静岡県裾野市


家の周りに出入りする蛇は、家の先祖様の化身だから殺してはいけないという。ある年、某が川戸にいたヤマカガシを殺してしまった。すると、その二日後から自分と子供が熱病にとりつかれ、ひどく病んだ。

巫女にみてもらうと、蛇が出てきて、俺はお前の家の祖先だ、家に変事がないかと確かめに帰ってきたらお前に殺されてしまった、という。そこで某は深く詫び祈りを上げたところ、子供ともども回復したという。アオダイショウを殺したら病み、亡き母の魂だ、と物知りにいわれたという話もある。

昔はアオダイショウが鼠をくわえて梁の上にいたり、ツバメの巣をねらったりしたが、決して蛇にはさわるなといわれ、静かに追い返したものだった。言えば蛇もわかるのか、向きを変えて川戸に逃げたものだった。

『裾野風土記 二 伝承』羽田勲
(裾野市史編纂委員)より要約

追記

死んだ人、その霊魂が蛇となるという話は各地にまま見える。裾野から南に下って伊豆に入ると、日金山が死者の赴く山、行けば亡き人にあえる山として知られてきたが、そこへの道すがら出会う蛇は亡き人の魂だなどという。

たとえば霞ヶ浦周辺などでは、死者の魂は四十九日の間蛇となって家の梁や屋根にいる、といった。盆に帰る死者を迎える行事にも、盆綱という蛇の綱が登場する(多くはその盆綱の蛇が祖霊の乗り物なのだと説明される)。

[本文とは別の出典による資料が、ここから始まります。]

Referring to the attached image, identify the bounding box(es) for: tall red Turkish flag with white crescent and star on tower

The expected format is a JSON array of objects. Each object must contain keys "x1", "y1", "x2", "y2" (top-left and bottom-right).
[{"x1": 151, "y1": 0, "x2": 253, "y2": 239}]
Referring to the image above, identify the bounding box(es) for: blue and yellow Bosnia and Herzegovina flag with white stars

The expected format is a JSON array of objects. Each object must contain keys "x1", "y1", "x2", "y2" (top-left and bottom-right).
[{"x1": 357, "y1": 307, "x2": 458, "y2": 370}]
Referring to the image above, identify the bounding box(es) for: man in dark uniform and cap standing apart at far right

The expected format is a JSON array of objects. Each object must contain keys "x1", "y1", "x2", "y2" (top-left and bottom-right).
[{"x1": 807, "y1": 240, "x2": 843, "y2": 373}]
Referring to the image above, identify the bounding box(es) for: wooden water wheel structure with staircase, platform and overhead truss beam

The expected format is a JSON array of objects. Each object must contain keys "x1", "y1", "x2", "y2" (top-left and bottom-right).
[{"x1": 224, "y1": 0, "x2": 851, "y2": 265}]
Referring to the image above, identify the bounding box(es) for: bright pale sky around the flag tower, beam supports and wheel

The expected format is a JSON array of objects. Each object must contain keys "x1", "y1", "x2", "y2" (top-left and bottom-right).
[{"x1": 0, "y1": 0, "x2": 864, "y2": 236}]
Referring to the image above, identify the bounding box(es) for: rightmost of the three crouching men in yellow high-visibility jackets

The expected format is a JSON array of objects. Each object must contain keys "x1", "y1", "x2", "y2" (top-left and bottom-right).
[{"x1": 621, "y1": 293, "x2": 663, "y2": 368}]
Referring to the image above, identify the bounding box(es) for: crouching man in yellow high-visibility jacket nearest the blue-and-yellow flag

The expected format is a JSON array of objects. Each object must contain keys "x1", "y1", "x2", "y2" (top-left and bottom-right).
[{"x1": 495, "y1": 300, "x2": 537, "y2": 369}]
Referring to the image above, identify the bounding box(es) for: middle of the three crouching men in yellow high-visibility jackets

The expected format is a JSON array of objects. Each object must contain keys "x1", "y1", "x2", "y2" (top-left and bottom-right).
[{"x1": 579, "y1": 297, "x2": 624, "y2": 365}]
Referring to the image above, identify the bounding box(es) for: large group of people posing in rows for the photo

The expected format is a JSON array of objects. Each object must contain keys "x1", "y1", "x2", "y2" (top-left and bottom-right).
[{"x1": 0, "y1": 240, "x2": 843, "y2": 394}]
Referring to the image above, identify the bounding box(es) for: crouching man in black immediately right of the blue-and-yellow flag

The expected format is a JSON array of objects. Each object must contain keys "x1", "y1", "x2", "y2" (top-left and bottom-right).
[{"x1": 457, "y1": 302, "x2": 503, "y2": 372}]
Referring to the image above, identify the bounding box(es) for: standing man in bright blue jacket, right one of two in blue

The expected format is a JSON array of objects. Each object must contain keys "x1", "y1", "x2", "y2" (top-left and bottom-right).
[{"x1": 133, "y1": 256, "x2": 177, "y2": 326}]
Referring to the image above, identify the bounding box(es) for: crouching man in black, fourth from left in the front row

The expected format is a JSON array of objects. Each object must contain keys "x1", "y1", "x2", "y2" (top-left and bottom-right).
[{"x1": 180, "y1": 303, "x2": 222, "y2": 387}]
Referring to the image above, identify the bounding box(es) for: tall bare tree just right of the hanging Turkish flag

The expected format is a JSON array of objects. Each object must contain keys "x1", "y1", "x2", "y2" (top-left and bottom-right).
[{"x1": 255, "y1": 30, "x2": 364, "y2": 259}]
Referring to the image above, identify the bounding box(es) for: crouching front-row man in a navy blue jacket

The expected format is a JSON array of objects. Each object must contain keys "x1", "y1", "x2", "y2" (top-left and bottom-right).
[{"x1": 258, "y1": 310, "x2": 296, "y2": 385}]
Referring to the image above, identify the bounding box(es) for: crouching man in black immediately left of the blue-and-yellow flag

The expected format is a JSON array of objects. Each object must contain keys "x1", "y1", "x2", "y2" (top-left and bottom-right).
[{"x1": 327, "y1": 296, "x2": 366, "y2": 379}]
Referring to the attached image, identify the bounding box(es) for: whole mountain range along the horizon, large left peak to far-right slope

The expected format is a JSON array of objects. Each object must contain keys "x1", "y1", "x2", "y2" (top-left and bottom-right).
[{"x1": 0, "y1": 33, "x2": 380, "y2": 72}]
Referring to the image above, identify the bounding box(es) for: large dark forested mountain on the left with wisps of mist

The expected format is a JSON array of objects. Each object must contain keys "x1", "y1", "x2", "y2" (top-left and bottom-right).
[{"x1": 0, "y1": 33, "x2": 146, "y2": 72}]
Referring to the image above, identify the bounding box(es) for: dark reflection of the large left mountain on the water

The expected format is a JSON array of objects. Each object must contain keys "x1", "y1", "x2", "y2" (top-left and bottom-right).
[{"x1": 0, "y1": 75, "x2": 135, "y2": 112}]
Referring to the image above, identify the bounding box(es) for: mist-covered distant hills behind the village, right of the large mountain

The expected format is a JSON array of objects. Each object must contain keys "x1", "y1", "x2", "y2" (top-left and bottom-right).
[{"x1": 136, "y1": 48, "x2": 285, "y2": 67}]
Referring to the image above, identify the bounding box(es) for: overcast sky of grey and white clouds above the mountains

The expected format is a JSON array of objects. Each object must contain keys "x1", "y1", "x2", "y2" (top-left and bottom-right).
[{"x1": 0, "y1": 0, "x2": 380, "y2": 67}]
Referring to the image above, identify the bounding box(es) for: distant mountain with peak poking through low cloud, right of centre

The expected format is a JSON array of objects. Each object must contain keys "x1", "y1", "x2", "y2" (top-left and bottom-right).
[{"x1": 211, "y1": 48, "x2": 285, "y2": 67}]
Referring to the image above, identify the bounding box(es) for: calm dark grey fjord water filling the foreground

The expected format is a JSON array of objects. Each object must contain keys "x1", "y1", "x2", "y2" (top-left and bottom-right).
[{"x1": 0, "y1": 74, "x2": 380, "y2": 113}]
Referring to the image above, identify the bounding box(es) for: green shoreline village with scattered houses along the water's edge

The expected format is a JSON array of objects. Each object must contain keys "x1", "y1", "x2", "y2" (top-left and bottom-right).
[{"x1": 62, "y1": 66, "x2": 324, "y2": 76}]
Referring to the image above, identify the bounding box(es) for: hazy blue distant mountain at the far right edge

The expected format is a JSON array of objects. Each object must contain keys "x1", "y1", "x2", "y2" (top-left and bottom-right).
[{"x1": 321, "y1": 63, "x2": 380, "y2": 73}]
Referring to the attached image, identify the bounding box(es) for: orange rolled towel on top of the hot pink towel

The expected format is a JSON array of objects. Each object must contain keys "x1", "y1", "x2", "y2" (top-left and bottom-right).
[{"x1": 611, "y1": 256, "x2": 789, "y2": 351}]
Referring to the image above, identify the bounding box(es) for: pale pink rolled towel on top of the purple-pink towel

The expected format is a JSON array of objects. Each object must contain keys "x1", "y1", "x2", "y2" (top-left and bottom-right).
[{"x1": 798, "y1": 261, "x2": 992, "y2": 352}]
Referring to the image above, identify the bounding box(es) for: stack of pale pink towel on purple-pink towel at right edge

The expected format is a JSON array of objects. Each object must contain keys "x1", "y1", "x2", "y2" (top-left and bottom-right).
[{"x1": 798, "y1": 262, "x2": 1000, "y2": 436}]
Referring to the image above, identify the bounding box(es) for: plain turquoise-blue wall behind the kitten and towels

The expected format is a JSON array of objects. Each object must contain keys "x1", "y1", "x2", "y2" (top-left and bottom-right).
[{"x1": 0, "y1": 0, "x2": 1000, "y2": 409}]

上州館林のほうにはこの駿東の例とよく似た話があり、やはり子息が心配になって出てくるのだなどという(「死者と蛇」)。

また、葬式があって四十九日たたない人が神社に参ると、御神木の白蛇が顔を出す、などという話も(「逆杉」など)、今は死のケガレを神が嫌うからと解釈されるだろうが、もとはまだとどまっている祖霊がいるというような話なのだと思う。